Advice on Elasticsearch Architecture design

Hi all,

I am planning to setup an Elastic Stack with different type of nodes. For start there might be less traffic, but it can increase a lot in few months as many applications will be pushing lot of data.

My plan was to setup 3 nodes which is to hold data and act as master. In addition, there is 2 additional coordinating nodes in front of the master. The plan was that when there is a lot of traffic on the cluster, I dont need the data nodes to be overwhelmed with the requests. Each server is added 2CPU and 4G ram. Java heap size provided is 2G for each node.

I know this is not a right setup for what I am looking for. I want a suggestion on a solid architecture.
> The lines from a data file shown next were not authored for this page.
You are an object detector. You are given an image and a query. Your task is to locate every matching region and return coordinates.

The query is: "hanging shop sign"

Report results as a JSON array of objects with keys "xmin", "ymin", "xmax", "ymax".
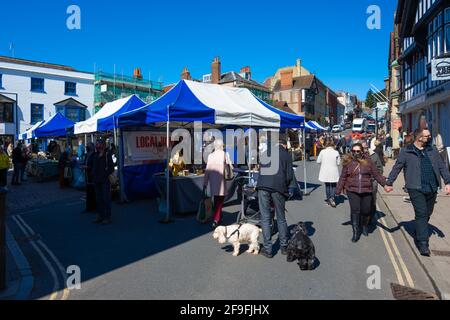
[
  {"xmin": 123, "ymin": 131, "xmax": 167, "ymax": 167},
  {"xmin": 431, "ymin": 58, "xmax": 450, "ymax": 81}
]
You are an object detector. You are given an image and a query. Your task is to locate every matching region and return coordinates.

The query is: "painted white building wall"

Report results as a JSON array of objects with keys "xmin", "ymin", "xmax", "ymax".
[{"xmin": 0, "ymin": 61, "xmax": 94, "ymax": 135}]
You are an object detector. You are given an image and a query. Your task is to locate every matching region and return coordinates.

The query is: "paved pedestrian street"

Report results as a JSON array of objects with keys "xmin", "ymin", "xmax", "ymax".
[{"xmin": 2, "ymin": 162, "xmax": 436, "ymax": 300}]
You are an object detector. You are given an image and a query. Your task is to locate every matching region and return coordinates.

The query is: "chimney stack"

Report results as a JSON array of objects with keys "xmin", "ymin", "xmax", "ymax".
[
  {"xmin": 297, "ymin": 59, "xmax": 302, "ymax": 77},
  {"xmin": 241, "ymin": 67, "xmax": 252, "ymax": 80},
  {"xmin": 211, "ymin": 57, "xmax": 222, "ymax": 84},
  {"xmin": 133, "ymin": 68, "xmax": 143, "ymax": 80},
  {"xmin": 181, "ymin": 67, "xmax": 192, "ymax": 80}
]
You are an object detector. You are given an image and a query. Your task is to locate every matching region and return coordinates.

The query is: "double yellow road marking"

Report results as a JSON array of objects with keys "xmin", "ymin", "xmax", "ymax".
[{"xmin": 12, "ymin": 215, "xmax": 70, "ymax": 300}]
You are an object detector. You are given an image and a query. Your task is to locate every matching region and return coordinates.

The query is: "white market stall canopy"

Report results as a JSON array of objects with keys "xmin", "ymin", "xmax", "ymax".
[
  {"xmin": 74, "ymin": 95, "xmax": 146, "ymax": 135},
  {"xmin": 119, "ymin": 80, "xmax": 304, "ymax": 128}
]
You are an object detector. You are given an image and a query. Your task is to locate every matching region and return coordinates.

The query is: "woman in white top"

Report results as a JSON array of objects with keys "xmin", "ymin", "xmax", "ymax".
[
  {"xmin": 317, "ymin": 140, "xmax": 341, "ymax": 208},
  {"xmin": 204, "ymin": 139, "xmax": 231, "ymax": 229}
]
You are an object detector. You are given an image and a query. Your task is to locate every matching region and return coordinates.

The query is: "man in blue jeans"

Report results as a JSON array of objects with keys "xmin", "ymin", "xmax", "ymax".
[
  {"xmin": 385, "ymin": 129, "xmax": 450, "ymax": 256},
  {"xmin": 92, "ymin": 138, "xmax": 114, "ymax": 225},
  {"xmin": 256, "ymin": 135, "xmax": 294, "ymax": 258}
]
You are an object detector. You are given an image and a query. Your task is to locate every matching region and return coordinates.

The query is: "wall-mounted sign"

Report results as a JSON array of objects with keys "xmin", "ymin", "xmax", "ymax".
[
  {"xmin": 392, "ymin": 119, "xmax": 403, "ymax": 130},
  {"xmin": 431, "ymin": 58, "xmax": 450, "ymax": 81}
]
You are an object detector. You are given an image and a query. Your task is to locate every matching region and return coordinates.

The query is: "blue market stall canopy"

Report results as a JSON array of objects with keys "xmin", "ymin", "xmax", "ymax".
[
  {"xmin": 34, "ymin": 112, "xmax": 75, "ymax": 138},
  {"xmin": 74, "ymin": 95, "xmax": 146, "ymax": 135},
  {"xmin": 256, "ymin": 98, "xmax": 305, "ymax": 129},
  {"xmin": 311, "ymin": 121, "xmax": 327, "ymax": 131},
  {"xmin": 305, "ymin": 121, "xmax": 326, "ymax": 131},
  {"xmin": 119, "ymin": 80, "xmax": 304, "ymax": 128},
  {"xmin": 19, "ymin": 121, "xmax": 45, "ymax": 140}
]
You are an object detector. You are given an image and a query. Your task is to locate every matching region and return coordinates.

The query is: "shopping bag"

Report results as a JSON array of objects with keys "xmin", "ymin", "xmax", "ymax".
[{"xmin": 197, "ymin": 198, "xmax": 212, "ymax": 223}]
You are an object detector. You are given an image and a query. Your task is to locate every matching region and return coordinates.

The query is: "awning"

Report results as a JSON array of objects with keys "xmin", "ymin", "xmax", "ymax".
[
  {"xmin": 19, "ymin": 121, "xmax": 45, "ymax": 140},
  {"xmin": 74, "ymin": 95, "xmax": 145, "ymax": 135},
  {"xmin": 119, "ymin": 80, "xmax": 303, "ymax": 128},
  {"xmin": 34, "ymin": 112, "xmax": 75, "ymax": 138}
]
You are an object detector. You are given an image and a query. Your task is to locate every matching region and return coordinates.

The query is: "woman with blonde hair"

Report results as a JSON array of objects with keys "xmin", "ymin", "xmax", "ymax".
[
  {"xmin": 336, "ymin": 143, "xmax": 386, "ymax": 243},
  {"xmin": 317, "ymin": 139, "xmax": 341, "ymax": 208},
  {"xmin": 204, "ymin": 139, "xmax": 231, "ymax": 229}
]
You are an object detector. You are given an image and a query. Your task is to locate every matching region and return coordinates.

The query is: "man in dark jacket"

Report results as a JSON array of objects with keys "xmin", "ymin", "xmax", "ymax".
[
  {"xmin": 83, "ymin": 142, "xmax": 97, "ymax": 213},
  {"xmin": 256, "ymin": 136, "xmax": 295, "ymax": 258},
  {"xmin": 11, "ymin": 143, "xmax": 25, "ymax": 185},
  {"xmin": 386, "ymin": 129, "xmax": 450, "ymax": 256},
  {"xmin": 92, "ymin": 138, "xmax": 114, "ymax": 224}
]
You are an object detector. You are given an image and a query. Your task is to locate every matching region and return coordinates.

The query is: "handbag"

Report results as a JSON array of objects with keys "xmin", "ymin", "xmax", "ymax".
[
  {"xmin": 342, "ymin": 163, "xmax": 361, "ymax": 194},
  {"xmin": 223, "ymin": 152, "xmax": 234, "ymax": 181},
  {"xmin": 197, "ymin": 190, "xmax": 213, "ymax": 223},
  {"xmin": 106, "ymin": 153, "xmax": 119, "ymax": 186},
  {"xmin": 64, "ymin": 167, "xmax": 72, "ymax": 179},
  {"xmin": 108, "ymin": 173, "xmax": 119, "ymax": 186}
]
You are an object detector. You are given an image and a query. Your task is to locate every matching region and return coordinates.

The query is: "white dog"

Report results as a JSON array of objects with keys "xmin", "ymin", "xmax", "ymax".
[{"xmin": 213, "ymin": 223, "xmax": 262, "ymax": 257}]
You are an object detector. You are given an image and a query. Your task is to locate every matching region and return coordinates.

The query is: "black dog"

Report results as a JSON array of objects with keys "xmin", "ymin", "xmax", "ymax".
[{"xmin": 287, "ymin": 222, "xmax": 316, "ymax": 270}]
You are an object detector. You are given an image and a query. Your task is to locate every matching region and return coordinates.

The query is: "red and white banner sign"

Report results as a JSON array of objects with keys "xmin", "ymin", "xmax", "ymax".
[{"xmin": 123, "ymin": 131, "xmax": 167, "ymax": 166}]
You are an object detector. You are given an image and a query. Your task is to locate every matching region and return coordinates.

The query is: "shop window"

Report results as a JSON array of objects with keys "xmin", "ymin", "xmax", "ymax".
[
  {"xmin": 0, "ymin": 102, "xmax": 14, "ymax": 123},
  {"xmin": 64, "ymin": 82, "xmax": 77, "ymax": 96},
  {"xmin": 31, "ymin": 78, "xmax": 44, "ymax": 92}
]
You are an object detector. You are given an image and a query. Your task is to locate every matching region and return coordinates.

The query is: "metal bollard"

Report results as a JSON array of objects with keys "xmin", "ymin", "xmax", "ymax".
[{"xmin": 0, "ymin": 188, "xmax": 7, "ymax": 291}]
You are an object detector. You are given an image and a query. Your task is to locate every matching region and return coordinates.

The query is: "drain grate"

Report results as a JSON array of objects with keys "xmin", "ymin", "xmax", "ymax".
[
  {"xmin": 431, "ymin": 250, "xmax": 450, "ymax": 257},
  {"xmin": 391, "ymin": 283, "xmax": 439, "ymax": 300}
]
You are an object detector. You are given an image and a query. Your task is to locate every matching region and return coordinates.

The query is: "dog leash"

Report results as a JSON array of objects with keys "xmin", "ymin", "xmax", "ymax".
[{"xmin": 225, "ymin": 224, "xmax": 242, "ymax": 240}]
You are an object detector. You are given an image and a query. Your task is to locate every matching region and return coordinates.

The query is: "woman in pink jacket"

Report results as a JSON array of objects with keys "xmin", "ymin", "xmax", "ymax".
[{"xmin": 204, "ymin": 139, "xmax": 231, "ymax": 229}]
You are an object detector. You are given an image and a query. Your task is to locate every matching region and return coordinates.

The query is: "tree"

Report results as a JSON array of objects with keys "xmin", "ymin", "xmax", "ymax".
[{"xmin": 366, "ymin": 89, "xmax": 377, "ymax": 110}]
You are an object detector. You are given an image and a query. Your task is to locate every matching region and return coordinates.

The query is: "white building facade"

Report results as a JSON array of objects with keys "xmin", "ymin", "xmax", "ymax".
[{"xmin": 0, "ymin": 57, "xmax": 94, "ymax": 142}]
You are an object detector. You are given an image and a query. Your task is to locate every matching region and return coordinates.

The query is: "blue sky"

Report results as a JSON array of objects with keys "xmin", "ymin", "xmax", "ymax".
[{"xmin": 0, "ymin": 0, "xmax": 397, "ymax": 98}]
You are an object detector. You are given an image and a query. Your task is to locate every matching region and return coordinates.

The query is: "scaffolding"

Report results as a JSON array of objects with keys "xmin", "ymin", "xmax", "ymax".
[{"xmin": 94, "ymin": 71, "xmax": 163, "ymax": 113}]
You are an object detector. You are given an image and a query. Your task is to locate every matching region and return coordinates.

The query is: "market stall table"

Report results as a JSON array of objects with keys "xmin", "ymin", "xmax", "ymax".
[{"xmin": 155, "ymin": 173, "xmax": 236, "ymax": 214}]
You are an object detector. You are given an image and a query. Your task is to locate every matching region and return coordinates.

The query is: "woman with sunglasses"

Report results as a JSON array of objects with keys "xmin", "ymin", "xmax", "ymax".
[{"xmin": 336, "ymin": 143, "xmax": 386, "ymax": 243}]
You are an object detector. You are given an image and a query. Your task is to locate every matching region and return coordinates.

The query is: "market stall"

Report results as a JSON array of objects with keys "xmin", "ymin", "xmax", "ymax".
[
  {"xmin": 118, "ymin": 80, "xmax": 304, "ymax": 221},
  {"xmin": 19, "ymin": 121, "xmax": 45, "ymax": 140},
  {"xmin": 74, "ymin": 95, "xmax": 145, "ymax": 135},
  {"xmin": 34, "ymin": 112, "xmax": 75, "ymax": 139},
  {"xmin": 26, "ymin": 158, "xmax": 58, "ymax": 182}
]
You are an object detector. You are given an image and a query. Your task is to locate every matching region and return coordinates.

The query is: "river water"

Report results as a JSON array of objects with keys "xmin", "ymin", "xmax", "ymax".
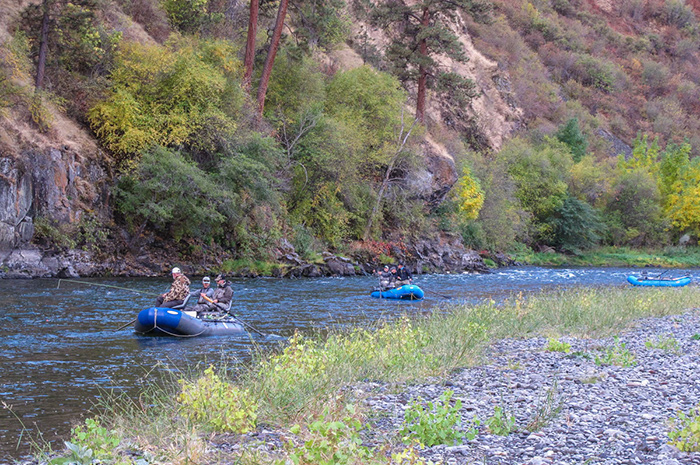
[{"xmin": 0, "ymin": 267, "xmax": 700, "ymax": 463}]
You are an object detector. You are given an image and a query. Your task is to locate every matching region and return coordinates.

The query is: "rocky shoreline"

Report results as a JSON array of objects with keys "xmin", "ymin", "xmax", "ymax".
[
  {"xmin": 226, "ymin": 309, "xmax": 700, "ymax": 465},
  {"xmin": 0, "ymin": 236, "xmax": 504, "ymax": 279}
]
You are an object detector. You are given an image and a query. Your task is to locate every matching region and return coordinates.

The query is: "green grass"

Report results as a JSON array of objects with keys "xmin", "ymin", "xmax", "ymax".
[
  {"xmin": 513, "ymin": 247, "xmax": 700, "ymax": 268},
  {"xmin": 41, "ymin": 286, "xmax": 700, "ymax": 463}
]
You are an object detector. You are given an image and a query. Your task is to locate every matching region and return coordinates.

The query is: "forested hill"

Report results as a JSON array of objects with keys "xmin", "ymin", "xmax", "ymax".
[{"xmin": 0, "ymin": 0, "xmax": 700, "ymax": 275}]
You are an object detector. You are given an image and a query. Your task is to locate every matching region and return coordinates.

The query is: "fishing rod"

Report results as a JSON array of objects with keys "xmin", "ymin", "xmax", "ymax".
[
  {"xmin": 425, "ymin": 289, "xmax": 452, "ymax": 299},
  {"xmin": 202, "ymin": 295, "xmax": 268, "ymax": 337},
  {"xmin": 56, "ymin": 279, "xmax": 160, "ymax": 295}
]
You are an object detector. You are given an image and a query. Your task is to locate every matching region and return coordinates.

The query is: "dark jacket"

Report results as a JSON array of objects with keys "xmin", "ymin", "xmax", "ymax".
[
  {"xmin": 192, "ymin": 286, "xmax": 214, "ymax": 304},
  {"xmin": 396, "ymin": 266, "xmax": 413, "ymax": 281},
  {"xmin": 213, "ymin": 283, "xmax": 233, "ymax": 305}
]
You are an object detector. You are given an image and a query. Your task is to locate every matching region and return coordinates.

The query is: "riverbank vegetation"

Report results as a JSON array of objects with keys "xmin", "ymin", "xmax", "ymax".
[
  {"xmin": 37, "ymin": 286, "xmax": 700, "ymax": 464},
  {"xmin": 512, "ymin": 246, "xmax": 700, "ymax": 268},
  {"xmin": 0, "ymin": 0, "xmax": 700, "ymax": 265}
]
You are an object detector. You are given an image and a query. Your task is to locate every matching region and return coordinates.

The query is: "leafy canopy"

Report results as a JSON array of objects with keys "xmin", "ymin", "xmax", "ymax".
[{"xmin": 88, "ymin": 39, "xmax": 243, "ymax": 165}]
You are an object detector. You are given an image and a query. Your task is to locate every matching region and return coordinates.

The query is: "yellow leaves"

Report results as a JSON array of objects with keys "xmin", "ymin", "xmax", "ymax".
[
  {"xmin": 666, "ymin": 158, "xmax": 700, "ymax": 235},
  {"xmin": 88, "ymin": 39, "xmax": 242, "ymax": 158},
  {"xmin": 177, "ymin": 365, "xmax": 258, "ymax": 433},
  {"xmin": 457, "ymin": 167, "xmax": 484, "ymax": 220}
]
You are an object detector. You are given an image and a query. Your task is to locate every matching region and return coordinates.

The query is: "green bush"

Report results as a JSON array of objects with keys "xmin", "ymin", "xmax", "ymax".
[
  {"xmin": 606, "ymin": 168, "xmax": 664, "ymax": 246},
  {"xmin": 88, "ymin": 39, "xmax": 244, "ymax": 162},
  {"xmin": 555, "ymin": 118, "xmax": 588, "ymax": 162},
  {"xmin": 399, "ymin": 390, "xmax": 464, "ymax": 447},
  {"xmin": 282, "ymin": 405, "xmax": 375, "ymax": 465},
  {"xmin": 551, "ymin": 197, "xmax": 604, "ymax": 252},
  {"xmin": 498, "ymin": 137, "xmax": 573, "ymax": 243},
  {"xmin": 177, "ymin": 366, "xmax": 258, "ymax": 434},
  {"xmin": 71, "ymin": 418, "xmax": 121, "ymax": 460},
  {"xmin": 595, "ymin": 336, "xmax": 637, "ymax": 367},
  {"xmin": 544, "ymin": 337, "xmax": 571, "ymax": 354},
  {"xmin": 113, "ymin": 147, "xmax": 227, "ymax": 241}
]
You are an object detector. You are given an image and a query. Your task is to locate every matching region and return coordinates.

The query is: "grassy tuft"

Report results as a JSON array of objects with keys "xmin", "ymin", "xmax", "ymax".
[{"xmin": 42, "ymin": 286, "xmax": 700, "ymax": 463}]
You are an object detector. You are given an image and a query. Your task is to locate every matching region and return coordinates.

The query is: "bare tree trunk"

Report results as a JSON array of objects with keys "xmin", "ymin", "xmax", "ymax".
[
  {"xmin": 35, "ymin": 0, "xmax": 50, "ymax": 89},
  {"xmin": 362, "ymin": 112, "xmax": 418, "ymax": 241},
  {"xmin": 242, "ymin": 0, "xmax": 260, "ymax": 91},
  {"xmin": 416, "ymin": 7, "xmax": 430, "ymax": 123},
  {"xmin": 257, "ymin": 0, "xmax": 289, "ymax": 120}
]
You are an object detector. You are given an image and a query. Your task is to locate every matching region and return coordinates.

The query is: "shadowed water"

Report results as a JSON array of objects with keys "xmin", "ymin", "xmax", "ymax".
[{"xmin": 0, "ymin": 267, "xmax": 700, "ymax": 462}]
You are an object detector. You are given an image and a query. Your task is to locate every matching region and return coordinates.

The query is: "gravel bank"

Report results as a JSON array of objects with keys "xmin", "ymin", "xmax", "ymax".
[{"xmin": 357, "ymin": 310, "xmax": 700, "ymax": 465}]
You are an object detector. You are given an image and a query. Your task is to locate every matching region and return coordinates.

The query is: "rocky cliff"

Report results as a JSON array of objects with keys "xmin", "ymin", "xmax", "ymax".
[{"xmin": 0, "ymin": 0, "xmax": 522, "ymax": 277}]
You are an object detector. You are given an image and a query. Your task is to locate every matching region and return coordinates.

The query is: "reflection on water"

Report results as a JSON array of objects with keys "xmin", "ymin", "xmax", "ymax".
[{"xmin": 0, "ymin": 267, "xmax": 700, "ymax": 460}]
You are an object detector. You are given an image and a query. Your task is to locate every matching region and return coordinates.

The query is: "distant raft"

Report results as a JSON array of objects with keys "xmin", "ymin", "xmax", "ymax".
[
  {"xmin": 134, "ymin": 307, "xmax": 245, "ymax": 337},
  {"xmin": 370, "ymin": 284, "xmax": 425, "ymax": 300},
  {"xmin": 627, "ymin": 276, "xmax": 690, "ymax": 287}
]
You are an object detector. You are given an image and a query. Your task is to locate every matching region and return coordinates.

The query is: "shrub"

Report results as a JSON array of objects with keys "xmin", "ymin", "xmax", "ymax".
[
  {"xmin": 88, "ymin": 40, "xmax": 243, "ymax": 161},
  {"xmin": 551, "ymin": 197, "xmax": 604, "ymax": 252},
  {"xmin": 113, "ymin": 147, "xmax": 232, "ymax": 241},
  {"xmin": 456, "ymin": 167, "xmax": 484, "ymax": 220},
  {"xmin": 544, "ymin": 337, "xmax": 571, "ymax": 354},
  {"xmin": 399, "ymin": 390, "xmax": 463, "ymax": 447},
  {"xmin": 666, "ymin": 157, "xmax": 700, "ymax": 237},
  {"xmin": 644, "ymin": 335, "xmax": 681, "ymax": 354},
  {"xmin": 177, "ymin": 366, "xmax": 257, "ymax": 433},
  {"xmin": 555, "ymin": 118, "xmax": 588, "ymax": 162},
  {"xmin": 573, "ymin": 55, "xmax": 617, "ymax": 92},
  {"xmin": 71, "ymin": 418, "xmax": 121, "ymax": 460},
  {"xmin": 606, "ymin": 168, "xmax": 663, "ymax": 245},
  {"xmin": 595, "ymin": 336, "xmax": 637, "ymax": 367},
  {"xmin": 282, "ymin": 405, "xmax": 375, "ymax": 465},
  {"xmin": 498, "ymin": 138, "xmax": 572, "ymax": 242}
]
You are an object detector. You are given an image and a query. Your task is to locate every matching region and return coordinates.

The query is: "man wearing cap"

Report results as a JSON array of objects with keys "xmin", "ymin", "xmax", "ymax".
[
  {"xmin": 377, "ymin": 265, "xmax": 396, "ymax": 291},
  {"xmin": 156, "ymin": 267, "xmax": 190, "ymax": 308},
  {"xmin": 396, "ymin": 263, "xmax": 413, "ymax": 286},
  {"xmin": 192, "ymin": 276, "xmax": 214, "ymax": 314},
  {"xmin": 195, "ymin": 275, "xmax": 233, "ymax": 316}
]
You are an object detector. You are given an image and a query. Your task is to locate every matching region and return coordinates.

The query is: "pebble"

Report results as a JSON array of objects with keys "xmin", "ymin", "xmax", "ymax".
[{"xmin": 357, "ymin": 310, "xmax": 700, "ymax": 465}]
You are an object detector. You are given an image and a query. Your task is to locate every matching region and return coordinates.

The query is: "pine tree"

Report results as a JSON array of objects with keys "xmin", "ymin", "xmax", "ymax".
[{"xmin": 371, "ymin": 0, "xmax": 476, "ymax": 121}]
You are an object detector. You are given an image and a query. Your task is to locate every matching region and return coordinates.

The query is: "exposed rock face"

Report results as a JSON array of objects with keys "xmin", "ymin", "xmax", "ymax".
[{"xmin": 0, "ymin": 143, "xmax": 107, "ymax": 277}]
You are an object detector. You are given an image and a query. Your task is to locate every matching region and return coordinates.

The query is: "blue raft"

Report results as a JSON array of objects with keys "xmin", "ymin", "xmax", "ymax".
[
  {"xmin": 134, "ymin": 307, "xmax": 245, "ymax": 337},
  {"xmin": 627, "ymin": 276, "xmax": 690, "ymax": 287},
  {"xmin": 370, "ymin": 284, "xmax": 424, "ymax": 300}
]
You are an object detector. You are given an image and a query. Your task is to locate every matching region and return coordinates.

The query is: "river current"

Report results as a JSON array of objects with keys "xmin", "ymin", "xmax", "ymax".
[{"xmin": 0, "ymin": 267, "xmax": 700, "ymax": 463}]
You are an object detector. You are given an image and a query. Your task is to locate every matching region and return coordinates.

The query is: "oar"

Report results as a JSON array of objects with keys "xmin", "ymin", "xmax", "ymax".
[
  {"xmin": 56, "ymin": 279, "xmax": 160, "ymax": 295},
  {"xmin": 114, "ymin": 317, "xmax": 139, "ymax": 333},
  {"xmin": 425, "ymin": 289, "xmax": 452, "ymax": 299},
  {"xmin": 202, "ymin": 295, "xmax": 267, "ymax": 337},
  {"xmin": 654, "ymin": 269, "xmax": 671, "ymax": 279}
]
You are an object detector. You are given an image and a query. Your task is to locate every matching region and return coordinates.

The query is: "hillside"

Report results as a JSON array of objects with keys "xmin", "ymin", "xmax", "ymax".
[{"xmin": 0, "ymin": 0, "xmax": 700, "ymax": 276}]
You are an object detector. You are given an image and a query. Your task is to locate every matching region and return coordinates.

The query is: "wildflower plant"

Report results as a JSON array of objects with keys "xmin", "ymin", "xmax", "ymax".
[
  {"xmin": 399, "ymin": 389, "xmax": 464, "ymax": 447},
  {"xmin": 484, "ymin": 405, "xmax": 516, "ymax": 436},
  {"xmin": 177, "ymin": 366, "xmax": 258, "ymax": 433},
  {"xmin": 544, "ymin": 337, "xmax": 571, "ymax": 354},
  {"xmin": 276, "ymin": 405, "xmax": 375, "ymax": 465},
  {"xmin": 595, "ymin": 336, "xmax": 637, "ymax": 367},
  {"xmin": 69, "ymin": 418, "xmax": 120, "ymax": 459},
  {"xmin": 644, "ymin": 335, "xmax": 681, "ymax": 354}
]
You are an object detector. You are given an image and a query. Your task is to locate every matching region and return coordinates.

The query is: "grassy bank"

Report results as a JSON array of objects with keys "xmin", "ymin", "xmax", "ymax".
[
  {"xmin": 513, "ymin": 247, "xmax": 700, "ymax": 268},
  {"xmin": 39, "ymin": 286, "xmax": 700, "ymax": 464}
]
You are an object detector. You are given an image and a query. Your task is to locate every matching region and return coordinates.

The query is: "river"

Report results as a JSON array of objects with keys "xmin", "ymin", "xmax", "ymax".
[{"xmin": 0, "ymin": 267, "xmax": 700, "ymax": 462}]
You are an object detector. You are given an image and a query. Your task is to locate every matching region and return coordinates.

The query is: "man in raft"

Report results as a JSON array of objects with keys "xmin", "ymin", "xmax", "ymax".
[
  {"xmin": 156, "ymin": 267, "xmax": 190, "ymax": 308},
  {"xmin": 192, "ymin": 276, "xmax": 214, "ymax": 314},
  {"xmin": 396, "ymin": 262, "xmax": 413, "ymax": 286},
  {"xmin": 195, "ymin": 275, "xmax": 233, "ymax": 317}
]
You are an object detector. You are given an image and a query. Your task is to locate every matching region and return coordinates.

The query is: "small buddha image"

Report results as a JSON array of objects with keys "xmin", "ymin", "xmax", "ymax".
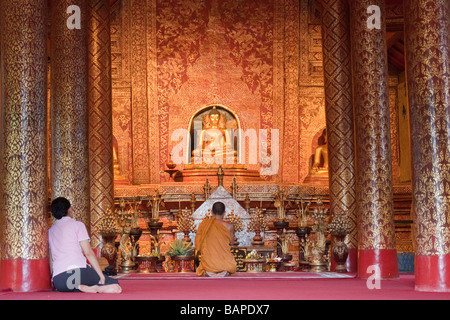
[
  {"xmin": 192, "ymin": 107, "xmax": 237, "ymax": 164},
  {"xmin": 310, "ymin": 129, "xmax": 328, "ymax": 175}
]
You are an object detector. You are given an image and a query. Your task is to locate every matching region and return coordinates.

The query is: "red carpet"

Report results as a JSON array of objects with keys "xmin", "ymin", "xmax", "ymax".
[{"xmin": 0, "ymin": 274, "xmax": 450, "ymax": 301}]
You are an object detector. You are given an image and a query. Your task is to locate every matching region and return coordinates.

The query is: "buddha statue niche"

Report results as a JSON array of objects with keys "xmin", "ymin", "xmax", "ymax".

And which nodes require more resources and how to make use of the resources and architecture for best performance. Any good advice is really appreciated

Thanks

Hi

You should be more concrete in your data: How much is "lot of data" ?
There are some rules, for example, 1 GB of heap should take no more than 20 shards (remember an index is one or more shards, and each replica takes the same number of shards as the index) no matter how big the shard is. If you have monitoring indices inside your cluster (not recommended for production environment) you will have several indices just for monitoring.
For hot nodes, you should go 30 to 1 in the disk space to RAM proportion, for every 30 GB of disk usage you need 1 GB of RAM (not heap, just RAM)

Hi Nahiko,

The data coming in is Time-based data, so there is metrics and logs. There is 1 Primary and 1 replica shard for each index which is by default. I am not sure if this the right parameters. For now we have 2 applications pushing data and the number of applications can increase to 50 and more. Each of the applications push to its own index and each index can take upto almost 10 - 20GB per day. Each day new index is created and the indices are currently managed by curator which removes indicies after 15 days. I need to increase the retention period to 30 days

I had increased the VM size to 4CPU and 8GB RAM and increased heap size to 4GB. The plan is to add additonal data nodes to the exisiting cluster if the resources are running low.

I need advice on how to design an architecture for ELK for index (Like should i follow the same approach or use ILM), VM size, and type of nodes to use

Thanks

Hi!

The number of replicas is up to you, there is not a default correct configuration. Having replicas you increase the performance of the queries (not always, but in general), as well as if you temporarily lose an Elasticsearch node, you will keep have all the results from your queries. Without replicas, in a node failure you could get all the results, some of them, or none of them, depending on which node your results come from
Also, if you lose a disk from a node, without replicas you lose the data that was on that disk, with replica, Elastic in most cases would recover everithing HOWEVER, REPLICAS IS NOT A BACKUP SYSTEM, snapshots are.
Having a replica takes exacly double the disk space.
Now that you have the data, it is up to you to decide

The recommended size for a shard (an index is one or more shards) is between 20-40 GB, as you will get 10-20 GB indices (shards) maybe you should create indices every two or three days, or do something to get shards as close to 40 GB as you can. Do not create shards that will get very low on disk, as you will be wasting RAM memory. Yo can also put data from some applications in the same index, not just one index per application.

Using Curator or ILM, there is not a best practice here, ILM is integrated with ILK and it has a graphical interface so it is easier to use, and it also does not depend on external scripts which could fail to be executed, again, it is up to you

VM Size, as I told you before, it depends on your data, the recommended is 1 GB of RAM for every 30 GB of disk space used for hot nodes, and the rule changes to 1 to 100 on warm nodes, HOWEVER, you must test as much as you can with data as close to real world data as you can and then you will see if you need more o less.
Never set more heap for Elasticsearch than half the system RAM.
If in the beginning you will get 3 nodes, use them all as all purpose nodes, master, ingest, etc...
As your cluster grows, you will be able to get hot nodes, warm nodes, master nodes, etc...

If you have not, take a big look at mappings documentation, it is one of the most important part of Elasticsearch.